Yes, it feels like Tucker is challenging us to see what he can get away with and if we will allow it.  I realize I need to step up with tethering him with me.  When I am busy around the house it can be easy to put him in the puppy pen and not have to think about watching him.  Problem is that he doesn't have the chance to learn from being tethered to me, of what he can do or not do.  He may think he can chew that chair leg (not), or bark (not).  With him near me I can set up a positive of what he can do.  Provide him that pad to lay on and give him something he can chew.  If I am going room to room he comes with me and learns about the house as well as he has to do what I am expecting him to do which is to follow around me, not the other way around.  I am the "Alpha"

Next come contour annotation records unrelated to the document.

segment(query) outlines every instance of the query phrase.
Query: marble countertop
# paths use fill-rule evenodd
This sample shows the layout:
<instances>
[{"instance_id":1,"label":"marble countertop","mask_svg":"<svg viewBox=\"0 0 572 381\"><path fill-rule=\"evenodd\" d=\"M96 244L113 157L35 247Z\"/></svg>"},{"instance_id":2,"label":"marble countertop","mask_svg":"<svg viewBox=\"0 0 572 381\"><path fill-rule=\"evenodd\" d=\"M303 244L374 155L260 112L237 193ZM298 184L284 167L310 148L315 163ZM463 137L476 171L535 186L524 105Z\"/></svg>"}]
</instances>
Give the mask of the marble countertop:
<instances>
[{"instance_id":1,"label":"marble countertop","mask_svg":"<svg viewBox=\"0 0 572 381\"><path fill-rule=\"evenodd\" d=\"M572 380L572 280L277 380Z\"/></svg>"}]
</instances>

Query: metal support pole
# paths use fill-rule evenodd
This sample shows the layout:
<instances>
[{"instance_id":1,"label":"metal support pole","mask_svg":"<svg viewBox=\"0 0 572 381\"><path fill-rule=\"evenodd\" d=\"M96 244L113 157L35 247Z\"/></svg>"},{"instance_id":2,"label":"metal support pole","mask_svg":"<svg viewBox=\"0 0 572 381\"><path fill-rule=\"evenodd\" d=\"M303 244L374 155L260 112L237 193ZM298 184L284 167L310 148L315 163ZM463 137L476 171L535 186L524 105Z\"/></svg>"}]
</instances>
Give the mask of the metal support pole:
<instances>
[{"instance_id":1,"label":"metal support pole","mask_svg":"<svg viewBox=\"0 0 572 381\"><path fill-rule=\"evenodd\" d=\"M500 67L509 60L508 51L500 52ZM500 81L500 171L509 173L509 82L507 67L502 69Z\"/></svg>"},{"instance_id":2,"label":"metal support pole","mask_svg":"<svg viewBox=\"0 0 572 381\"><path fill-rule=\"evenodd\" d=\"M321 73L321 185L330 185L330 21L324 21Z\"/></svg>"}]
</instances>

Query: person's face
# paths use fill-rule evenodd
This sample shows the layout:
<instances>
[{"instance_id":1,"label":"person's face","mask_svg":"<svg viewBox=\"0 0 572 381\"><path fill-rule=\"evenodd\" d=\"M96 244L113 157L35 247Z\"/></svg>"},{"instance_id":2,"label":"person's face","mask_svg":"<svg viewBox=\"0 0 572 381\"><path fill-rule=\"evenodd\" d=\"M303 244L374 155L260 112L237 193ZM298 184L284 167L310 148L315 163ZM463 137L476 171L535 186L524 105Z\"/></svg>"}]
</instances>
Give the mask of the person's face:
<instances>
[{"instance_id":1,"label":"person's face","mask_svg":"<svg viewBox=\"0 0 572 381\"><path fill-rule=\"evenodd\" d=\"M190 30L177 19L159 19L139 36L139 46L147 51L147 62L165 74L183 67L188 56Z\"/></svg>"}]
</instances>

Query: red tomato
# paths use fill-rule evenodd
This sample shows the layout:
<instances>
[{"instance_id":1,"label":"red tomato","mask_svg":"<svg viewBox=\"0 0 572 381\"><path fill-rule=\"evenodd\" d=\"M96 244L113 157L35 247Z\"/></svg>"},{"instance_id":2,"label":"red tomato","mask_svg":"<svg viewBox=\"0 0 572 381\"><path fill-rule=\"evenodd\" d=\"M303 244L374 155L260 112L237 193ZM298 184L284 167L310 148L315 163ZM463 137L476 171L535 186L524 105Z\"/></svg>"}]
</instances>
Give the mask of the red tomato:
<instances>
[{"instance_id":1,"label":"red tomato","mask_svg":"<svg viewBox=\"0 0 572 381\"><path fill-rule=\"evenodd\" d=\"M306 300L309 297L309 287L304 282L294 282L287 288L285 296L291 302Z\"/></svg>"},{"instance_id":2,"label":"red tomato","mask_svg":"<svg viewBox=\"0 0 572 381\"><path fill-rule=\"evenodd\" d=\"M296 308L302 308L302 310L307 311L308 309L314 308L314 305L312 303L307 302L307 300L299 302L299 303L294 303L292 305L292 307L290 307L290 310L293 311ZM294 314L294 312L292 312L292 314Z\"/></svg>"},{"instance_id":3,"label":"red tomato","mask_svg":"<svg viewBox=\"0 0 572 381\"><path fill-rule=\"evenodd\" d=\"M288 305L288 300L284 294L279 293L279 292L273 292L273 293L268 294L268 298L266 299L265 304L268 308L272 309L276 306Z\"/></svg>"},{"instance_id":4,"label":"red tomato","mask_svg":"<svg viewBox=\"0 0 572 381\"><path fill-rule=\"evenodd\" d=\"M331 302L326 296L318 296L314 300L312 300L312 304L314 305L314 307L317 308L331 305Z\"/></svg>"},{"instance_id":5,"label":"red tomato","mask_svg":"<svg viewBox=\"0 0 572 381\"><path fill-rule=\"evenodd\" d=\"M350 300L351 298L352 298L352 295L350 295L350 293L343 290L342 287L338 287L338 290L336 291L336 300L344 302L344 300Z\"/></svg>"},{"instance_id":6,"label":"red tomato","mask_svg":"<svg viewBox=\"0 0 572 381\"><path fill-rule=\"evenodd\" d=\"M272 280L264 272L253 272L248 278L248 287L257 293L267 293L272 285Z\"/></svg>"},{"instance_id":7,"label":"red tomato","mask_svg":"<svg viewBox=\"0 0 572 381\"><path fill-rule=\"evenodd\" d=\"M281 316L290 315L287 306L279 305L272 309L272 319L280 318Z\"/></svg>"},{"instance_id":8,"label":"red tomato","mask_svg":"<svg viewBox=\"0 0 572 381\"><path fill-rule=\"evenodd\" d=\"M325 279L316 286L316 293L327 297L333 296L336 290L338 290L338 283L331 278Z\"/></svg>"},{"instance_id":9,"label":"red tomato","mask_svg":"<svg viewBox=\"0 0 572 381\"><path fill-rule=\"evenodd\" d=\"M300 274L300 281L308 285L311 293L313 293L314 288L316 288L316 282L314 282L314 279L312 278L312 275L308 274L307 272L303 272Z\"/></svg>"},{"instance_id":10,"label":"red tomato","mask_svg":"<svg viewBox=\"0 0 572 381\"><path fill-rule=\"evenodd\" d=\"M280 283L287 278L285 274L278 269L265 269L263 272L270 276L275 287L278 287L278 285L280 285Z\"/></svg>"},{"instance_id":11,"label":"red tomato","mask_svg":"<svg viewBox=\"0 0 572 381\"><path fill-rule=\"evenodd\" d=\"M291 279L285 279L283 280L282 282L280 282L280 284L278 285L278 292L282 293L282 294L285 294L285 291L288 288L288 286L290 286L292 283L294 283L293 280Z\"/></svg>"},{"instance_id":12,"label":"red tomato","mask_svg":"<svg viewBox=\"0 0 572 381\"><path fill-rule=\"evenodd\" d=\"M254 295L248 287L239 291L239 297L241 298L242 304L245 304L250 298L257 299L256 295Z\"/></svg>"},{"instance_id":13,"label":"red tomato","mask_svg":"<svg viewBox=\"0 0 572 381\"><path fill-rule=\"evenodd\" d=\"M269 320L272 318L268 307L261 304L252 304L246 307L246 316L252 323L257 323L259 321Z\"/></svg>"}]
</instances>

I know I have written about this previously but if you have any advice you can share of this stage of raising a puppy to be a welcome family member I would really like to hear about it.  Wish us luck and smooth training!



5 comments:

Bailey said...

Katy was two when she came here with no training and food was one of our big issues. She has made a good deal of progress, but your first goal was right on. My personal control has led to me teaching her more self control. She will now sit until she is released to eat. It took work to get there.

Jules said...

I will tell you what I am doing, since I have a somewhat similar issue. The obnoxious barking with Irie doesn’t start until two thirds of the way through the prep and she will wait silently while I place her bowl and release her to the food with her release word (“break”).

I bought a 3 ft tie down from a friend of mine who is a trainer and attached it to the leg of the island near where I prep food. I put her on tie down as soon as I start to prep the food so she cannot jump up at me or the counter. As soon as she starts barking I walk away from the prep area and face away from her until she stops barking. Once she has stopped barking I return to the prep area and continue working. If she starts barking again, I walk away again.

I have just started doing this because I decided I had my fill of the obnoxious behavior and I do not want it to become an even more difficult habit to break as she practices it. She picked up very quickly that I will not even look at her, let alone put the food bowl down, so I am hoping she picks up on this quickly too. Until she does I am building some extra training time in my schedule. Impulse control is so important!

Jules said...

Meant to say:

She picked up very quickly that I will not even look at her, let alone put the food bowl down IF SHE IS BARKING, so I am hoping she picks up on this quickly too.

Lassiter Chase and Benjamin said...

Not sure any advice to give. Little Benji is kinda like a puppy pogo stick too. Benji seems to have long legs -- so he can really jump high. Mommy wont give Benji a treat if he is jumping -- he seems to be learning, Mommy will only give Benji a treat if he is calm or sitting down when the treat comes out. (Ideally sitting down would be best.) It seems to be working - Benji is starting to learn to be a bit calmer. But Mommy doesn't want to speak too soon.

Ludo van Doggy said...

Jules is right, you just need to try and ignore any unwanted behaviour, It'll be hard as there are two of them so it feels like you're punishing Stewie. Ludo went through a similar thing and sometimes he would end up getting fed way after I had intended because every time he offered an unwanted behaviour I would put the food back, leave and go back to watching tv or whatever. As shelties really like barking and it's self rewarding you could also try offering him 'life rewards' in that as a reward for something he does get to bark appropriately, he then learns that he can bark when you want him to but not when you don't.